Cécile Marti fait partie des protagonistes les plus remarquables de la musique contemporaine en Suisse. Dans ses œuvres, la compositrice et sculptrice essaie de réunir différentes formes d’expression en un grand tout. Le ballet devrait prochainement se joindre au dialogue entre la musique et la sculpture. La FONDATION SUISA soutient la vision artistique de la Zurichoise en lui attribuant une Carte Blanche d’un montant de 80 000 francs. Texte de Rudolf Amstutz, contributeur invité – La versione italiana del testo si trova sotto

Cécile Marti: Avancer dans son propre univers

Carte Blanche pour Cécile Marti. (Photo: Suzie Maeder)

On pense généralement que l’on devrait dissocier une œuvre artistique de son auteur. Cela n’est guère possible dans le cas de Cécile Marti. En effet, un seul jour de son existence l’a non seulement contrainte à faire une croix sur son plus grand rêve, mais également conduite, après une longue période de souffrance, sur la voie qui lui permet de célébrer aujourd’hui des succès artistiques.

Enfant déjà, la Zurichoise de 45 ans était empreinte de cette intransigeance avec laquelle elle poursuit aujourd’hui ses visions artistiques: «Dès mon plus jeune âge, je le savais: je serais violoniste. Violoniste, un point c’est tout.» Elle commence à jouer du violon à huit ans, et se met au piano peu après. Alors qu’elle assiste à un concert de la violoniste Bettina Boller, une chose est claire: elle veut prendre des leçons avec elle. La volonté déplace des montagnes et la jeune Cécile devient la seule élève à bénéficier de cours particuliers. «Cette période a été un tremblement de terre musical pour moi», s’exalte l’artiste. «Bettina Boller m’a sensibilisée à la nouvelle musique. À douze ans, j’écoutais déjà Alfred Schnittke. Il n’y avait plus aucun doute après cela: je devais aller au Conservatoire et faire du violon le pivot central de ma vie.»

Le rêve se brise

Cécile Marti baisse le regard une fraction de seconde, avant de poursuivre: «À 17 ans, je donnais déjà mes propres leçons, à 18 ans je fréquentais le Conservatoire et participais à des projets d’orchestre de Mahler à Bruckner. C’était merveilleux. Mais à 20 ans, le coup de massue!» Cécile est victime d’un accident vasculaire cérébral qui la paralyse d’un côté. Le rêve se brise du jour au lendemain. «Je refusais d’y croire et j’ai essayé toutes les thérapies imaginables pendant trois ans. Je me suis battue jusqu’à ce que je sois au bout de mes forces.»

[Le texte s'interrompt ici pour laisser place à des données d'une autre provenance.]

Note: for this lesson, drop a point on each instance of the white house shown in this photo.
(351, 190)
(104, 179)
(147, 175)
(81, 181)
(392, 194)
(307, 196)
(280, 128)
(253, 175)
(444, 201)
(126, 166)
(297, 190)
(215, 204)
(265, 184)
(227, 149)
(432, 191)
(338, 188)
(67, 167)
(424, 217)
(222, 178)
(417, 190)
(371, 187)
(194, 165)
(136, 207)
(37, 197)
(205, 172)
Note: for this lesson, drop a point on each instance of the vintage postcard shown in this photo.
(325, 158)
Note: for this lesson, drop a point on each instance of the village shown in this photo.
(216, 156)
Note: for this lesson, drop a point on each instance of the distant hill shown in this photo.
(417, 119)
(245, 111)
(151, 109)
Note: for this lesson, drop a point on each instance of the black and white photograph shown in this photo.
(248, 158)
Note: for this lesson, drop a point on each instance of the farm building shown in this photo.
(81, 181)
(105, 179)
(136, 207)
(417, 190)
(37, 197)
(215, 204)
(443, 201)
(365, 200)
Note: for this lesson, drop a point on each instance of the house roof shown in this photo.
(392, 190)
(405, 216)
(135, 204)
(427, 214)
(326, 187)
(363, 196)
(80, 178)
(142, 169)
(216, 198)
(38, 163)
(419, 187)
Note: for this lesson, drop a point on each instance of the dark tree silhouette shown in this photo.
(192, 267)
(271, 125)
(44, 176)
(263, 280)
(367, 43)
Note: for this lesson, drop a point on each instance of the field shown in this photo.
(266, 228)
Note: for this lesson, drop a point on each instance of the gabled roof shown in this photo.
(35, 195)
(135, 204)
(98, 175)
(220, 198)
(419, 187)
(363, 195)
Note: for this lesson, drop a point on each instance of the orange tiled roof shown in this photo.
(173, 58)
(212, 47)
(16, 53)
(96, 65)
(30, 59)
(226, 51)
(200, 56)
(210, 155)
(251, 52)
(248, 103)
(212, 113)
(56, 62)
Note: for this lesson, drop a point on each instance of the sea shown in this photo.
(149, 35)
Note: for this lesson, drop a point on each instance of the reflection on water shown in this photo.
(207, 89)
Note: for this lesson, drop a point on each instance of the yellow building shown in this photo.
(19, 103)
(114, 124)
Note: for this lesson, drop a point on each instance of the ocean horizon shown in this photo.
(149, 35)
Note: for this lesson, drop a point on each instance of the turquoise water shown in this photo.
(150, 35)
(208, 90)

Cécile Marti bannit son violon au grenier et n’écoute plus de musique pendant cinq ans. «La blessure était trop profonde.» Comme elle le dit elle-même, cette période est pour elle «une traversée du désert». Jusqu’au moment où son subconscient commence à se manifester. «Soudain, je me suis mise à entendre de la musique dans ma tête. Et j’ai commencé à l’écrire. Ça a été le début de mon activité de composition.»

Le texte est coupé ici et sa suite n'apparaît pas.